Distillate is a tool for people who use WebRTC for business calls. With Distillate, you can receive a list of keywords for each conversation you had. So you can remind yourself what you discussed, when.

A few months ago I attended the TADHack London mini-hack. A fantastic hackathon that brings people working in programmable telecoms together. The London mini-hack is a side-event to the main global TADHack hackathon which is later in the year. The mini-hack focuses on WebRTC, with the goal of showcasing some of the outcome at the London WebRTC conference the following week.

Although I didn’t join the hacking for the last London mini-hack, I did attend the awards ceremony.
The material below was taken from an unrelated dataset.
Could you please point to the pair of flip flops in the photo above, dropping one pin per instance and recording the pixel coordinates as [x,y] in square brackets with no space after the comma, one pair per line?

If I was to compare this event to the last one, my main takeaway is that WebRTC has matured for end users since last year. Aside from exploring the limits of what’s possible with the technology, people this year decided to focus much more on solving real problems WebRTC users are experiencing. Which is great news!

Aside from WebRTC, there were also many people working on chat systems. Cisco Spark and Matrix both participated in the event.

Generating an idea

When I arrived at IDEALondon I had decided I wanted to perform some form of speech-to-text. But I wasn’t too sure what to do. While mulling over options, I ended up meeting Alexandre François. We both discussed a few ideas of things we each wanted to play with. And we came up with an idea.

Why not try passing the recording of a WebRTC call to the IBM Watson engine to see what interesting information we could get out of it?

Capturing the data

The first challenge for us was to capture a recording of a conversation on WebRTC. WebRTC is a peer-to-peer technology and will attempt to stream data from one participant to another without relaying the data. In the case where it can’t perform a direct connection between peers it relays the data through a server. As it is end-to-end encrypted it is not possible for the relay server access to the raw data.

The most sensible solution for capturing the data in a call between Alice and Bob, was to have a recording service act as a participant in the call. Alice calls the service, the service answers the call from Alice, and establishes another call to Bob. The service forwards the data from the each call so both can hear one-another.

To do so, we made use of the Telestax Restcomm with functionality powered by Dialogic’s PowerMedia XMS. Using that, we created a SIP endpoint that connected the two WebRTC identities in the system. Through the Restcomm interface, we requested the endpoint generate a URL for a recording, and send that to a RESTful service at the end of a call.

Processing

We wrote a Node.js REST server that was able to receive the request from the Restcomm interface. This service worked through the following pipeline:

  1. Retrieve the recording
  2. Pass the recording to IBM Watson for transcription of the voice data
  3. Call IBM Watson’s keyword API to retrieve keywords for the transcript, in order of importance.

The System

Through a few simple RESTful requests we were able to deliver an ordered set of keywords to the user. Without having to write any of the speech-to-text or keyword generation heavy-lifting ourselves.

With this information we then were able to call Apidaze’s API to send the “top keywords” to the user, via SMS.

Deployment

With most of the work done by IBM Watson, we just had a simple Node.js server to host online. We placed the Node.js server in a micro AWS instance. We automated the deployment using Ansible, to make it repeatable and easy to update. This was also using a Node.js ansible “role”, to minimise the amount of effort required to get up and running in a stable way.

With that in place, we were able to give a live demo during our 5 minute presentation.

Conclusion

Working with IBM Watson’s API helped me understand how far cloud services have gone for providing machine learning-based tools for everyday operations. This ended up being a simple project development-wise, given the amount of functionality provided by the hack. In fact, had we used something like Node-RED to drag-and-drop the data connections between the web APIs, we may not have had to write a single line of code at all.

This TAD-Hack was an amazing opportunity to discuss ideas with people working in programmable telecoms. If you’re in any way interested in the future of communication, WebRTC and chat services, do check out the next event.